Geen verschoningsrecht voor bemiddelaar die dat niet in hoedanigheid van advocaat deed
/Rechtbank Amsterdam 14 februari 2023, ECLI:NL:RBAMS:2023:749
Deze uitspraak ziet op een geschil tussen zakenpartners.
In de periode van juni 2015 t/m december 2016 heeft de ondernemer Blijdorp een bedrag van ruim 75 miljoen euro geleend aan zakenman X. Dit geld zou gebruikt worden voor de aankoop en exploitatie van steengroeven in Iran.

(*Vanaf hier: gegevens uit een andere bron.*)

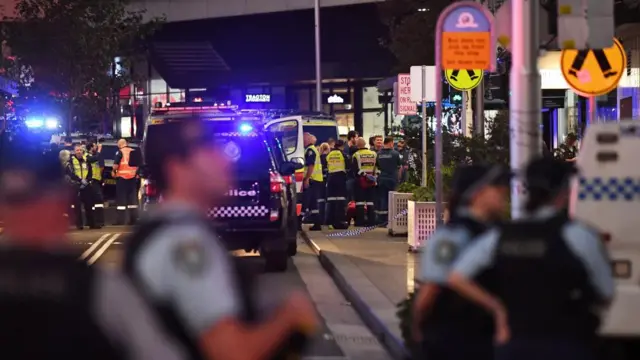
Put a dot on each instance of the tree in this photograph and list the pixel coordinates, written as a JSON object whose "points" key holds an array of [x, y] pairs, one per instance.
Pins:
{"points": [[71, 45], [412, 25]]}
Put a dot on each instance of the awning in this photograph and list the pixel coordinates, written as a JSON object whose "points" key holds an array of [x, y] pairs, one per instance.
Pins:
{"points": [[187, 64]]}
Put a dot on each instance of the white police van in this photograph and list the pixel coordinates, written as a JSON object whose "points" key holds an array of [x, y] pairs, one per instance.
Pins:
{"points": [[606, 195]]}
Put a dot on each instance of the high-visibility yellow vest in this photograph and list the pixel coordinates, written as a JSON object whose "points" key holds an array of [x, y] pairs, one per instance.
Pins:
{"points": [[316, 175], [80, 168], [335, 162], [366, 161]]}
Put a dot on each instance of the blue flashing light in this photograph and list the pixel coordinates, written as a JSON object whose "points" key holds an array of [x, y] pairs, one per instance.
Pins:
{"points": [[245, 128]]}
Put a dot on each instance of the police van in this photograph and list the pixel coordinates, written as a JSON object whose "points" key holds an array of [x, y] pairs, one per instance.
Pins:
{"points": [[606, 195], [258, 212], [290, 128]]}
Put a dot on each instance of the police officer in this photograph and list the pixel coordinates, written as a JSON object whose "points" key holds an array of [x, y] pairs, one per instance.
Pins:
{"points": [[52, 305], [552, 274], [126, 184], [313, 181], [94, 158], [184, 271], [389, 167], [363, 166], [337, 164], [79, 172], [445, 324]]}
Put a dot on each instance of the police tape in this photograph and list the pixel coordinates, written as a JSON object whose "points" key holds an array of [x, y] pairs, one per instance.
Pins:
{"points": [[356, 232]]}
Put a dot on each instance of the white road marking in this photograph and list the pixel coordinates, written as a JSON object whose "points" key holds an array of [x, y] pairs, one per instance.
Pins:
{"points": [[103, 249], [93, 247]]}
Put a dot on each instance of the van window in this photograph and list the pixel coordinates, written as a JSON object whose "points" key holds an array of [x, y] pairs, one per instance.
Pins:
{"points": [[287, 133], [322, 132]]}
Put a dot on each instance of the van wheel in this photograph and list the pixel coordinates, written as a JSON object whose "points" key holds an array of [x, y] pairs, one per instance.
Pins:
{"points": [[276, 261]]}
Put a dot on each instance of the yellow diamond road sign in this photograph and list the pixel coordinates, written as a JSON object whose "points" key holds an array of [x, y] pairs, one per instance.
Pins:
{"points": [[464, 79], [594, 72]]}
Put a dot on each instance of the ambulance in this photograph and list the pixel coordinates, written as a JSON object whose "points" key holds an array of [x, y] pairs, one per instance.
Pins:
{"points": [[606, 195], [290, 129]]}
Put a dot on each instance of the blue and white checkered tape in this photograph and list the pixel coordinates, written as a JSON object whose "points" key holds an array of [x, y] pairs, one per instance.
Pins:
{"points": [[608, 189]]}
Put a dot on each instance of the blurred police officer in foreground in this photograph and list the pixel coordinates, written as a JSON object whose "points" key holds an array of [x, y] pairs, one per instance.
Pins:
{"points": [[363, 166], [125, 173], [95, 160], [52, 305], [79, 172], [184, 271], [448, 326], [552, 274], [337, 164], [389, 166], [313, 181]]}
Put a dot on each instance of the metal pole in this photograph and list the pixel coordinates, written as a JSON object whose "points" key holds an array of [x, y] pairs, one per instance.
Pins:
{"points": [[592, 115], [425, 125], [316, 14], [526, 99], [479, 111]]}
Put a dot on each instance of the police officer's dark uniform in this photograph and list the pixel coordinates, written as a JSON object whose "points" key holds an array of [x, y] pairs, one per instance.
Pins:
{"points": [[313, 192], [177, 261], [363, 165], [337, 165], [80, 173], [455, 328], [53, 306], [97, 165], [388, 165], [551, 273]]}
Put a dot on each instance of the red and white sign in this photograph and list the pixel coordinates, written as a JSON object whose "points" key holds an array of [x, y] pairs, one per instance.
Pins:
{"points": [[403, 103]]}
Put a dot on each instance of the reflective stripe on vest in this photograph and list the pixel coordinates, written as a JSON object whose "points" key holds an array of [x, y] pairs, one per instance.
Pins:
{"points": [[124, 170], [335, 162], [80, 168], [316, 175], [366, 161]]}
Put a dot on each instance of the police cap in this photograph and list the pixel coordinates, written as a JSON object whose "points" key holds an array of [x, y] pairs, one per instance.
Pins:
{"points": [[27, 172], [549, 174], [468, 179]]}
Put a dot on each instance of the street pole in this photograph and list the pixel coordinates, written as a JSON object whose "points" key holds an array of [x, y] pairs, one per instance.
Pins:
{"points": [[525, 104], [316, 16], [592, 114], [425, 125]]}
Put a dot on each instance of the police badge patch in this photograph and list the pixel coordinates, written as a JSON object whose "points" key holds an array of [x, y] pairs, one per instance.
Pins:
{"points": [[446, 251], [191, 258]]}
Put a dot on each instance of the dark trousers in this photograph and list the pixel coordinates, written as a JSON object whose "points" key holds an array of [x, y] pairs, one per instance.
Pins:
{"points": [[456, 347], [524, 348], [84, 199], [311, 196], [98, 202], [126, 200], [385, 185], [364, 196], [337, 199]]}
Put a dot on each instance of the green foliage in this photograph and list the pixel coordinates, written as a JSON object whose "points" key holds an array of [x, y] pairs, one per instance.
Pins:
{"points": [[71, 46]]}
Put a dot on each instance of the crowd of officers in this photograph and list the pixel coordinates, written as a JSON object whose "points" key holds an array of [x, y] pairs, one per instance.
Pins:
{"points": [[336, 173], [84, 166], [531, 289], [180, 294]]}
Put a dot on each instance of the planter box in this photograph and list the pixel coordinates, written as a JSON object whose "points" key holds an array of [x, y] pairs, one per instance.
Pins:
{"points": [[397, 205], [421, 222]]}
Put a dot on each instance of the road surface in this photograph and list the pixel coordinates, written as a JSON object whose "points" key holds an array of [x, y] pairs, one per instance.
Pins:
{"points": [[343, 335]]}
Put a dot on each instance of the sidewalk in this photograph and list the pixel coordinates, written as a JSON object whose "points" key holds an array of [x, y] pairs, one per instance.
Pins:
{"points": [[375, 272]]}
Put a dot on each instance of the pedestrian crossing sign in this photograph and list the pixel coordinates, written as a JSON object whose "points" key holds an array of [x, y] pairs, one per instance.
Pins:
{"points": [[464, 79], [594, 72]]}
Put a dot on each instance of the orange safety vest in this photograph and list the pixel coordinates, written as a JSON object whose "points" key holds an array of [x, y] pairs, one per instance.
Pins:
{"points": [[124, 170]]}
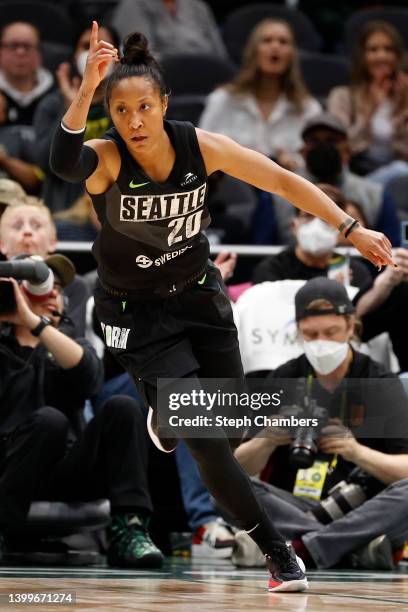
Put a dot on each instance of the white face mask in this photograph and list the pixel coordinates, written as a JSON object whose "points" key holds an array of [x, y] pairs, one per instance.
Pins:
{"points": [[325, 355], [81, 63], [316, 237]]}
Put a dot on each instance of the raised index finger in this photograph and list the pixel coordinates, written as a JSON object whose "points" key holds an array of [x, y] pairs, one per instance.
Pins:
{"points": [[93, 41]]}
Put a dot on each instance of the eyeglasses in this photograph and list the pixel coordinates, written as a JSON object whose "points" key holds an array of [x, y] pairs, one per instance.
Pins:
{"points": [[14, 46]]}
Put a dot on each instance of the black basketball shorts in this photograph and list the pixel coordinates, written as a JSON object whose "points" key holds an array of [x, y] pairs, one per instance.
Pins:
{"points": [[191, 332]]}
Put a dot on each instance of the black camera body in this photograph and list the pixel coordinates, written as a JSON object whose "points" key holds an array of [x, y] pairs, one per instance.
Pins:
{"points": [[303, 449], [346, 495], [38, 280]]}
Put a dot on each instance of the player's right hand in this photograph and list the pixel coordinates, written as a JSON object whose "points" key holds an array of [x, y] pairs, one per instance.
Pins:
{"points": [[101, 55]]}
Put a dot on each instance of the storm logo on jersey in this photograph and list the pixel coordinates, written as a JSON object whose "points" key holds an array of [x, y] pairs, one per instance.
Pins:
{"points": [[183, 210]]}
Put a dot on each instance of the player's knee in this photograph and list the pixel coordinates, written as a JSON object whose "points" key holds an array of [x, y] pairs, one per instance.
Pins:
{"points": [[123, 409], [49, 422]]}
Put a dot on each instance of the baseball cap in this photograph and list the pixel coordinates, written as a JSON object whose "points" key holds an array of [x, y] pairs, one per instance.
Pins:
{"points": [[324, 120], [63, 267], [10, 191], [322, 288]]}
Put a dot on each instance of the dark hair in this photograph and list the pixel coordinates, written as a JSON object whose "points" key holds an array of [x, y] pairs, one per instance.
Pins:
{"points": [[136, 61], [248, 77], [359, 74]]}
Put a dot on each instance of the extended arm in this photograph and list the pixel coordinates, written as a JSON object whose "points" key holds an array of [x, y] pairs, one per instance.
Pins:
{"points": [[69, 159], [222, 153]]}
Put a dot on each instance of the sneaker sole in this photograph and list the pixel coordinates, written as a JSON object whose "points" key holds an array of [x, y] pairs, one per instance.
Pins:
{"points": [[154, 438], [291, 586], [204, 550], [149, 561]]}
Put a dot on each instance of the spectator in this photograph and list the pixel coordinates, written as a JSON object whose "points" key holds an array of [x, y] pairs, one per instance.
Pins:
{"points": [[45, 378], [266, 105], [327, 154], [9, 192], [17, 152], [79, 222], [374, 106], [171, 26], [336, 377], [382, 299], [27, 227], [23, 80], [58, 194]]}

In de eerste helft van 2017 bleek dat Blijdorp en X het niet eens konden worden over de samenwerkingsovereenkomst. X wilde op dat moment de samenwerking met Blijdorp niet voortzetten.
Op 11 november 2017 maakte Blijdorp een kort geding aanhangig tegen X. De vorderingen richtten zich op nakoming van de gemaakte afspraken.

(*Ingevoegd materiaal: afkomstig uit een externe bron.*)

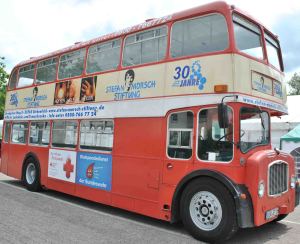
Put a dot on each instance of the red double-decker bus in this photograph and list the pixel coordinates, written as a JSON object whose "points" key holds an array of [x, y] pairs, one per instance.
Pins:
{"points": [[158, 119]]}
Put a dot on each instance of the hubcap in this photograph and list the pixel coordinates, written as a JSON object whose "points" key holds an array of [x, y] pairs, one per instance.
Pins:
{"points": [[30, 173], [205, 210]]}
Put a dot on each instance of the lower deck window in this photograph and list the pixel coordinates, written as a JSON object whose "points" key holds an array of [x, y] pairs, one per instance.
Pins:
{"points": [[39, 133], [6, 131], [180, 135], [19, 132], [96, 135], [64, 134]]}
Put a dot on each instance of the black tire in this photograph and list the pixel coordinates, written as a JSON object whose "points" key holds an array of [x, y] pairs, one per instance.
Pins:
{"points": [[198, 202], [32, 180], [280, 217]]}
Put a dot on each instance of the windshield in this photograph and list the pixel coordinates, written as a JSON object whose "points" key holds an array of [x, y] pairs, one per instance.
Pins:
{"points": [[254, 128], [273, 51], [215, 143], [247, 37]]}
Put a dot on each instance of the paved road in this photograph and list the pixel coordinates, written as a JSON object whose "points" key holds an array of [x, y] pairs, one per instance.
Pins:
{"points": [[52, 217]]}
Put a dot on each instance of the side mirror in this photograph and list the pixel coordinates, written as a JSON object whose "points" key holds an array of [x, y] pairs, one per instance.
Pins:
{"points": [[223, 115], [203, 133]]}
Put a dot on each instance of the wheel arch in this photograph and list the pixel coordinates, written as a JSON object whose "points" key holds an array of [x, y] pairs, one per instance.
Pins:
{"points": [[244, 208]]}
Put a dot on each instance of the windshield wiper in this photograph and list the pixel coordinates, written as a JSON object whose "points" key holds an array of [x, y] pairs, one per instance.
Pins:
{"points": [[261, 119]]}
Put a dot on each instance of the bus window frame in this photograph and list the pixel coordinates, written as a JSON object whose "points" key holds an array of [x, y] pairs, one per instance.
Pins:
{"points": [[75, 148], [205, 53], [121, 38], [17, 79], [279, 51], [29, 131], [262, 38], [83, 73], [192, 135], [11, 132], [269, 126], [34, 75], [95, 150], [166, 55], [233, 135], [56, 70]]}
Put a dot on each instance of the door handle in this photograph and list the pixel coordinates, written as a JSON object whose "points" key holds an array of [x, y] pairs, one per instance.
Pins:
{"points": [[169, 166]]}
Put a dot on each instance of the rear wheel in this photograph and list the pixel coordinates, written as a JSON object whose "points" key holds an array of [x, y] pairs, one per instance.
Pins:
{"points": [[31, 175], [208, 210]]}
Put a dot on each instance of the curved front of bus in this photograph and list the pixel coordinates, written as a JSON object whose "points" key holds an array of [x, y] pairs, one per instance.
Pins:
{"points": [[258, 71]]}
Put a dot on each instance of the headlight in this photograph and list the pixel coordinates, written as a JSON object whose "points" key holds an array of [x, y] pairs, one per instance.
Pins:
{"points": [[293, 181], [261, 189]]}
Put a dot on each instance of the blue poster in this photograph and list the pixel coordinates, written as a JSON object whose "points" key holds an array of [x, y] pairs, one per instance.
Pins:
{"points": [[94, 170]]}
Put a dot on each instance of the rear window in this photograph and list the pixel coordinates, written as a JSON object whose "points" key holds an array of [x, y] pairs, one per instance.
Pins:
{"points": [[199, 35], [71, 64], [46, 70], [145, 47], [26, 75], [13, 79]]}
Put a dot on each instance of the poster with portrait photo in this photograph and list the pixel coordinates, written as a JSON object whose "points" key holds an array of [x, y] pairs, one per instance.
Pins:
{"points": [[66, 92], [88, 89], [60, 94]]}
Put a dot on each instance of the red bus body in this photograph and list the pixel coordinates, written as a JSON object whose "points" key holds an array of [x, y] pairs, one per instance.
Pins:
{"points": [[144, 179]]}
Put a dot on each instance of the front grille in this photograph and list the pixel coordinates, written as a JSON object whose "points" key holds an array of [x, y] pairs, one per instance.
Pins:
{"points": [[278, 178]]}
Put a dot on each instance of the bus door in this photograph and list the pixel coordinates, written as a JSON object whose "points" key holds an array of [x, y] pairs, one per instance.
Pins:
{"points": [[180, 133], [5, 146]]}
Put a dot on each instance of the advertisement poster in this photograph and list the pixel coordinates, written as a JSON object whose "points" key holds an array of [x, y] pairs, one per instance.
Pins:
{"points": [[94, 170], [62, 165], [66, 92], [88, 89]]}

Op 29 november 2017 werden deze vorderingen afgewezen. De voorzieningenrechter gaf daarbij als reden dat de afspraken waarvan Blijdorp nakoming vorderde onvoldoende concreet waren.

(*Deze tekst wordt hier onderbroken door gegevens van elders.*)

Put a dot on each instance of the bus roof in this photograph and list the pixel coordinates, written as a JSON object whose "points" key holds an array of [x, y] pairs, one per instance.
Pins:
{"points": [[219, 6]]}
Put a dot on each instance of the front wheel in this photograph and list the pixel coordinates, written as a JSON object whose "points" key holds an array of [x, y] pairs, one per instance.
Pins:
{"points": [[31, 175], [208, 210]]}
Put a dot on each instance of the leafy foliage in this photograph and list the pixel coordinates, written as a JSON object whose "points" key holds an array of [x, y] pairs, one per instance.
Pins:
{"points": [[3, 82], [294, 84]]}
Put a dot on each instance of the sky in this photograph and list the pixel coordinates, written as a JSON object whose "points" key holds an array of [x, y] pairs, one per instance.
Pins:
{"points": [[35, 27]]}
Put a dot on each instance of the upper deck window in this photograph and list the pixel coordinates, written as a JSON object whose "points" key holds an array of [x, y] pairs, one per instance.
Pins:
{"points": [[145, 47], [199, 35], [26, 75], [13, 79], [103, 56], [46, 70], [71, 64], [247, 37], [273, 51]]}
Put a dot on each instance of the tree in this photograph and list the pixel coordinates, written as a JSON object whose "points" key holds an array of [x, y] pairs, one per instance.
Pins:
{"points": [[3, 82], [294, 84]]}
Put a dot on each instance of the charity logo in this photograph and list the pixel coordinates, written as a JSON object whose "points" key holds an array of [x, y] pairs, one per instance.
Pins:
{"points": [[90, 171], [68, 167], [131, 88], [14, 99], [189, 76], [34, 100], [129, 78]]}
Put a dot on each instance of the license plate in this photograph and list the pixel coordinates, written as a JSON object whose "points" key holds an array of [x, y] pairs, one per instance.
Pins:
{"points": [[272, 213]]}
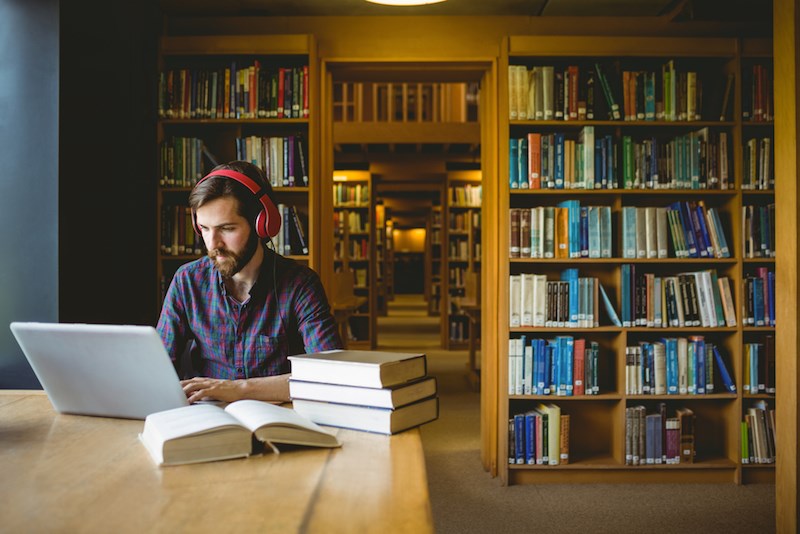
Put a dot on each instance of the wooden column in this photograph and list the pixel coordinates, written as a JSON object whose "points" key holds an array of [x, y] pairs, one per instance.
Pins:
{"points": [[785, 20]]}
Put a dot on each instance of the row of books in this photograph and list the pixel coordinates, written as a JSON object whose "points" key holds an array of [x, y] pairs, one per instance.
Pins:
{"points": [[355, 249], [675, 366], [282, 158], [571, 302], [468, 195], [758, 298], [757, 98], [291, 240], [656, 438], [758, 231], [235, 91], [350, 194], [177, 233], [372, 391], [694, 231], [183, 161], [758, 170], [539, 436], [687, 299], [695, 160], [759, 367], [567, 230], [353, 221], [586, 92], [758, 434], [561, 366]]}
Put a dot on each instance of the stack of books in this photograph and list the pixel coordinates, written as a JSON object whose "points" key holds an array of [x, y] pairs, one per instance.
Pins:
{"points": [[372, 391]]}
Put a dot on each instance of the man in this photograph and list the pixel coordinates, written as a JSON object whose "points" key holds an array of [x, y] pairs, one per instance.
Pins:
{"points": [[243, 308]]}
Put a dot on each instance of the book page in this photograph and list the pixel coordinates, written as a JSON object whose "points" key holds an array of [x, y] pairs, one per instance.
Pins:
{"points": [[256, 414], [189, 420]]}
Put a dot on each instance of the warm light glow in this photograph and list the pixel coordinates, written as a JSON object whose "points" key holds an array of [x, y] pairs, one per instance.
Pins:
{"points": [[405, 2]]}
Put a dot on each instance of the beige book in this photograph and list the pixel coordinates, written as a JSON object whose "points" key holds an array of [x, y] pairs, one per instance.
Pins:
{"points": [[208, 432]]}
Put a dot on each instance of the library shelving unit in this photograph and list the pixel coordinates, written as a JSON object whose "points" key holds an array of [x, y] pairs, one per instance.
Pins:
{"points": [[383, 258], [462, 252], [597, 426], [203, 120], [433, 261], [757, 245], [354, 249]]}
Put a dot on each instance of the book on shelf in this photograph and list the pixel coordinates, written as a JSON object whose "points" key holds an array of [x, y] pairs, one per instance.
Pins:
{"points": [[208, 432], [388, 397], [359, 367], [369, 418]]}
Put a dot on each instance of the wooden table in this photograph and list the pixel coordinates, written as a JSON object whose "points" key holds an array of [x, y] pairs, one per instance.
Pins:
{"points": [[70, 473]]}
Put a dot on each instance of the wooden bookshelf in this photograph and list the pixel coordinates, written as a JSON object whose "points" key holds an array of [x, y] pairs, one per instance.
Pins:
{"points": [[194, 129], [433, 261], [462, 213], [355, 250], [597, 422]]}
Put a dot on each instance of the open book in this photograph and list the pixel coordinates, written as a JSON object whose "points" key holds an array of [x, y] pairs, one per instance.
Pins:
{"points": [[206, 432]]}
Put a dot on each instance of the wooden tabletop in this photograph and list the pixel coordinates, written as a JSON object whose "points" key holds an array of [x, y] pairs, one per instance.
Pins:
{"points": [[70, 473]]}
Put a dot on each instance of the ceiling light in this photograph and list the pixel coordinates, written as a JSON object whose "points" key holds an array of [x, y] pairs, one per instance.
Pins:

Op 4 december stelt de gedaagde (Sarabel B.V.) en tevens advocaat voor om te bemiddelen tussen X en Blijdorp. Op 12 januari 2018 is als gevolg van de bemiddeling door Sarabel een schikkingsovereenkomst gesloten tussen beide zakenmannen. Deze overeenkomst hield o.a. in dat X op uiterlijk 30 juni 202015 miljoen euro aan Blijdorp diende terug te betalen.
De FIOD was inmiddels een strafrechtelijk onderzoek gestart naar X. Hij werd verdacht van verduistering, valsheid in geschrifte en witwassen. In het kader van dit onderzoek werden zowel de bemiddelaar (Sarabel) als Blijdorp als getuigen gehoord.
Op 15 juni 2022 is Blijdorp een bodemprocedure gestart tegen X. Hierin vorderde hij onder meer de ter beschikking gestelde gelden terug. Blijdorp stelt dat die gelden niet zijn aangewend voor het overeengekomen doel, namelijk de aankoop en exploitatie van de steengroeven in Iran, maar heeft X de gelden besteed aan de aankoop van onroerende zaken, casinobezoeken, exclusieve horloges, kunstaankopen etc.
Daarnaast stelt hij dat de bemiddelaar in deze kwestie een dubbelrol heeft gespeeld bij de totstandkoming van de schikkingsovereenkomst. Hij zou als mediator tussen partijen staan, maar volgens Blijdorp heeft hij X consequent bevoordeeld.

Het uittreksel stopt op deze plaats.